Este vocablo fue acuñado para denominar cierta táctica de la clase obrera; pero, en rigor, habría que llamar así cuanto hoy se hace en asuntos públicos. La intensidad y desnudez con que este carácter de acción directa se presenta depende sólo de la fuerza material con que cada gremio cuente. Los obreros llegaron a la idea de semejante táctica por un lógico desarrollo de su actitud particularista. Insolidarios de la sociedad actual, consideran que las demás clases sociales no tienen derecho a existir por ser parasitarias, esto es, antisociales. Ellos, los obreros, son, no una parte de la sociedad, sino el verdadero todo social, el único que tiene derecho a una legítima existencia política.

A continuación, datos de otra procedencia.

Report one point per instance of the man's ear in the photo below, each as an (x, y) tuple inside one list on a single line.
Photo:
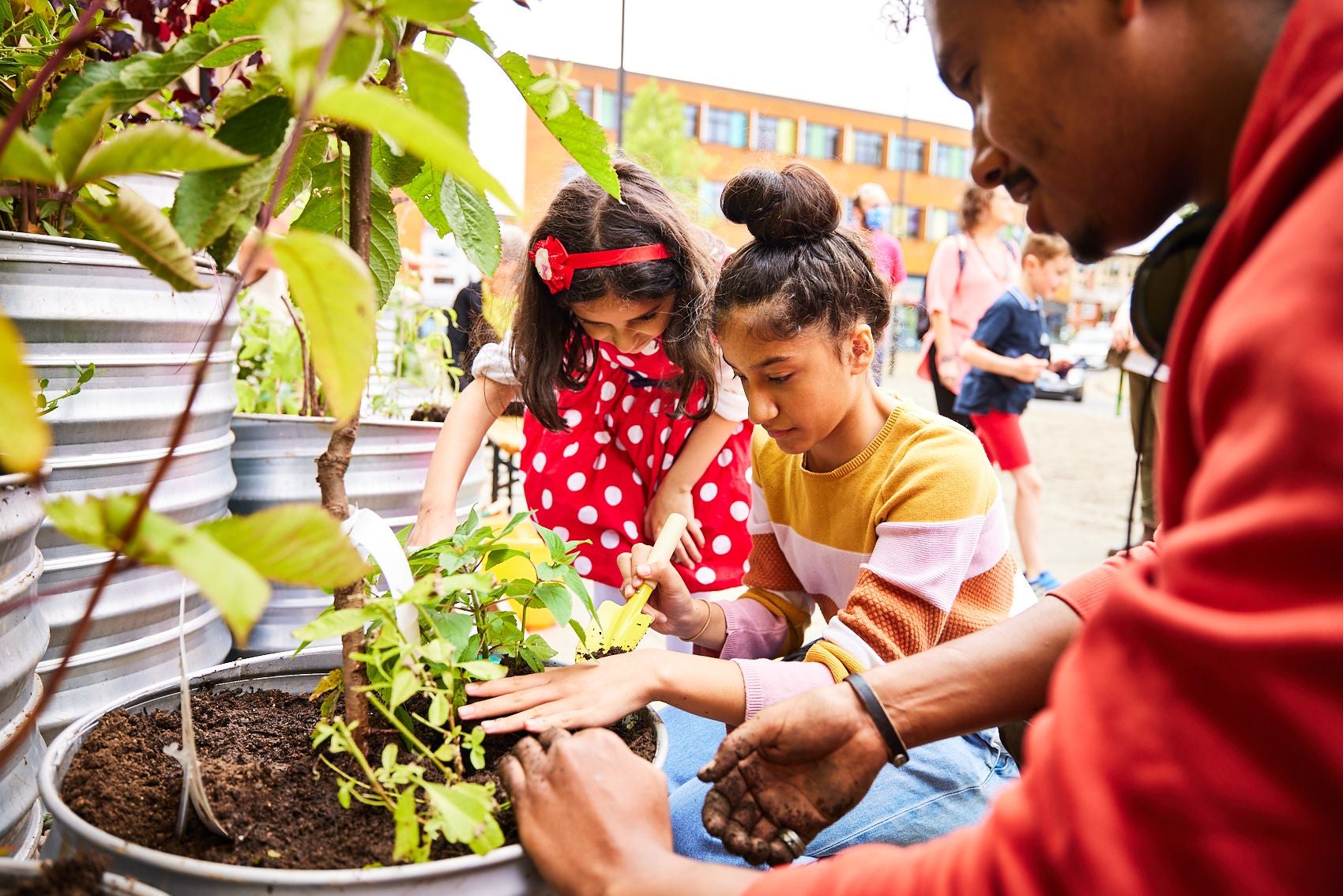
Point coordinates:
[(863, 348)]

Dueños de la realidad pública, nadie puede impedirles que se apoderen directamente de lo que es suyo. La acción indirecta o parlamentarismo equivale a pactar con los usurpadores, es decir, con quienes no tienen legítima existencia social.

Quítese a esto cuanto tiene de esquematismo conceptual propio de una teoría; tradúzcase al lenguaje difuso e ilógico de los sentimientos y se hallará el estado de conciencia que hoy actúa en el subsuelo espiritual de casi todas las clases españolas.

Pronunciamientos

He mostrado la acción directa como una táctica que se deriva inevitablemente del particularismo, del no querer contar con los demás. A su vez, el no contar con los demás tiene su causa inmediata en una falta de perspicacia, de vigilancia intelectual. Cuanto más torpes seamos y más angosto nuestro horizonte de curiosidades e intuiciones, menos cosas habitarán nuestro paisaje y con mayor facilidad nos olvidaremos de que el prójimo existe.

La acción directa y la cerrazón mental de que proviene se presentan ya en nuestra historia del siglo XIX con carácter incipiente. Al menos, yo no puedo acordarme de los castizos
pronunciamientos
sin pensar que ellos fueron en pequeño lo que ahora se hace en grande. Algún día publicaré ciertas notas compuestas tiempo hace sobre la curiosa psicología de los
pronunciamientos.
Ahora me interesa sólo destacar un par de rasgos.

Aquellos coroneles y generales, tan atractivos por su temple histórico y su sublime ingenuidad, pero tan cerrados de cabeza, estaban convencidos de su
idea
no como está convencido un hombre normal, sino como suelen los locos y los imbéciles. Cuando un loco o un imbécil se convence de algo, no se da por convencido él solo, sino que al mismo tiempo cree que están convencidos todos los demás mortales. No consideran, pues necesario esforzarse en persuadir a los demás poniendo los medios oportunos; les basta con proclamar, con
pronunciar
la opinión de que se trata: en todo el que no sea miserable o perverso repercutirá la incontrastable verdad. Así, aquellos generales y coroneles creían que con dar ellos el
grito
en un cuartel toda la anchura de España iba a resonar en ecos coincidentes.